Cotton prices, supply and demand estimates are largely unchanged from last month according to the latest data to come out of the US - although there are mounting concerns that uncertainty in Europe and a possible double-dip recession will start to weigh on future purchases of the fibre.

While the US Department of Agriculture (USDA) has lowered its forecast for the US cotton harvest by 2% to 16.3bn bales in the 2011/12 season, which began on 1 August, higher output in China, India and Pakistan is set to put world production at an estimated 123.9m bales.

In its monthly World Agricultural Supply and Demand Estimates report, the USDA cut US production estimates by 308,000 bales due to falls in Texas and the south east of the country. Argentinian harvest expectations were down by 150,000 bales, but Turkey is seen rising by 200,000 bales. 

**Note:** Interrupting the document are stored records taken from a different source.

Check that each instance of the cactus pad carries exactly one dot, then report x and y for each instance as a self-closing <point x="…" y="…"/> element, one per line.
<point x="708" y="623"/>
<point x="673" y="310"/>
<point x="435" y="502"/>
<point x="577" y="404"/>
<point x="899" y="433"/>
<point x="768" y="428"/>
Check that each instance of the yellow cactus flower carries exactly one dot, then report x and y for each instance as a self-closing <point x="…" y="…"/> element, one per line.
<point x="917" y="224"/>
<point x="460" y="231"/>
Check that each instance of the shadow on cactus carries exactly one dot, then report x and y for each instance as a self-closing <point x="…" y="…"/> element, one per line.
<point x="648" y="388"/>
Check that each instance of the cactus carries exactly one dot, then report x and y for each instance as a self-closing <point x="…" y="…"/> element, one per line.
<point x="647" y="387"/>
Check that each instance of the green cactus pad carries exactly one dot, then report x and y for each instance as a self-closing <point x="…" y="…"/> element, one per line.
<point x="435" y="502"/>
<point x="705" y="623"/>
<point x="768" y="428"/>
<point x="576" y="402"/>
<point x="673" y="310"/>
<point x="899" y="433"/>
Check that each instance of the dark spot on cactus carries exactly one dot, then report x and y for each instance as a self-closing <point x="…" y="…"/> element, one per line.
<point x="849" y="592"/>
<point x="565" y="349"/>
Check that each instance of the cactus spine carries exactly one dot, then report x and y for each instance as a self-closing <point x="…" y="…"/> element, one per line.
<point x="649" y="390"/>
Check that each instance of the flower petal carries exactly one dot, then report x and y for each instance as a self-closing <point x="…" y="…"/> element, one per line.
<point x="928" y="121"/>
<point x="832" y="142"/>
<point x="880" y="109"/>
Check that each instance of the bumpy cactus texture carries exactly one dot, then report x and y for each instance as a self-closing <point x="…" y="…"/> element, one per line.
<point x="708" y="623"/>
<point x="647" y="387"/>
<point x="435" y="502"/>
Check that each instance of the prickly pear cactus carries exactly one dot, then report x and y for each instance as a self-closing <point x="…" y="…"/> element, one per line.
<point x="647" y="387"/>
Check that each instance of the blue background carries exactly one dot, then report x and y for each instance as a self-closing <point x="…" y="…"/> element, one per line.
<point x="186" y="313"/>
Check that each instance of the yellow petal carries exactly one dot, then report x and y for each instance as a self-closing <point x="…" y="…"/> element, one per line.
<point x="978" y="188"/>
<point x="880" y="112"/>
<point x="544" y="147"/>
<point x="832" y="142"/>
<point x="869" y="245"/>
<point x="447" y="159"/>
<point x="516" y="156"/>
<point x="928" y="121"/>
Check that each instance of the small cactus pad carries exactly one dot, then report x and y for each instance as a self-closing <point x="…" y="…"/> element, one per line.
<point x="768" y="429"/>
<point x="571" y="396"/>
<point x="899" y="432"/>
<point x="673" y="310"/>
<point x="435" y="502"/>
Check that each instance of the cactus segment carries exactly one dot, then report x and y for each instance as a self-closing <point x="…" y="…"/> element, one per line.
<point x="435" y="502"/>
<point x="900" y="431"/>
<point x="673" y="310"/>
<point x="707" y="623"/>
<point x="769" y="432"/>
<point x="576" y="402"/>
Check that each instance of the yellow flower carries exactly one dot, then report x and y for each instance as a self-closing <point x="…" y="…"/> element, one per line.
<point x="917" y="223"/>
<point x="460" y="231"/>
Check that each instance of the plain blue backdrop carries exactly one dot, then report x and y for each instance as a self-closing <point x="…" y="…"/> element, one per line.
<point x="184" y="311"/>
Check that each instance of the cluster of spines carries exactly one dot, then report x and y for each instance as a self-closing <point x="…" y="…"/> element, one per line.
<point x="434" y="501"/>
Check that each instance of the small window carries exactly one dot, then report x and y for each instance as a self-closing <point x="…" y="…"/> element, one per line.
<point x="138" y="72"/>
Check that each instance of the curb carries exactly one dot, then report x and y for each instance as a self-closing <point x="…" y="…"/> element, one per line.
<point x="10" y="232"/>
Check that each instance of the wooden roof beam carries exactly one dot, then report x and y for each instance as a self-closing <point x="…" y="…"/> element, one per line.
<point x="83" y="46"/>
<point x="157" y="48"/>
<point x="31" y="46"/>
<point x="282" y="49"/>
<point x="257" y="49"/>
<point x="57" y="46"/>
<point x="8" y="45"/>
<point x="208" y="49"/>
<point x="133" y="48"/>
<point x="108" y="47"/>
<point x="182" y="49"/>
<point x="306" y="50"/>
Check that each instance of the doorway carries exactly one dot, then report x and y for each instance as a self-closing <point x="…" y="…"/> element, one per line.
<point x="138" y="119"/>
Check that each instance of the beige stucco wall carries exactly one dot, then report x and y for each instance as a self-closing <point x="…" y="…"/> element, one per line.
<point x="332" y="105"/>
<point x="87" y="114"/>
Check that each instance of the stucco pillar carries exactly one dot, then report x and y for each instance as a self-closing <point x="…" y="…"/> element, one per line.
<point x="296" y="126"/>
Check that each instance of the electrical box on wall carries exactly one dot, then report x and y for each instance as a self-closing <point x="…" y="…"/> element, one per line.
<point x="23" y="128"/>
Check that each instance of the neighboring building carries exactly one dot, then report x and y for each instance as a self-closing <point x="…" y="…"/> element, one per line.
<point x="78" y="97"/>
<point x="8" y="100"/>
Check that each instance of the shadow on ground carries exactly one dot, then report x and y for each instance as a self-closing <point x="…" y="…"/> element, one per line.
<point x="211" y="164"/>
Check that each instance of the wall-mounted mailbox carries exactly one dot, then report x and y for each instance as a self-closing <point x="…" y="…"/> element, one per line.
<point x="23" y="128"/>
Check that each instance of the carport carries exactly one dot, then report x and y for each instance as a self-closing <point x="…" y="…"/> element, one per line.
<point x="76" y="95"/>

In terms of world consumption, lower demand from both Mexico and Thailand is likely to result in a drop of 102,000 bales, from 114.4m to 114.3m, forecasts show. And estimated world ending stocks are put at 54.8m, marginally higher than earlier estimates of 55.0m. 

Global trade, meanwhile, is virtually unchanged at 36.5m bales.

In its Monthly Economic Letter, Cotton Incorporated notes that the current situation in Europe suggests the eurozone is headed for another recession and is likely to dampen the demand outlook for cotton, while other indicators point to sluggish growth in the US and slowing economic activity in China.

While the combination of weak global demand and a crop production surplus of 9.6m bales should keep prices from trending higher, there are other forces at work that could buoy cotton prices.

These include the move by the Chinese government to begin building up the country's cotton reserves, as well as a switch to planting other crops like corn and soybeans that are likely to attract a higher price.

At the moment, though cotton prices continue to trade in a general sideways pattern, Cotton Inc says.  New York December futures climbed as a high as 105 cents/lb before retreating to near 96 cents/lb.  And A Index values rose above 112 cents/lb but have since fallen to levels below 107 cents/lb.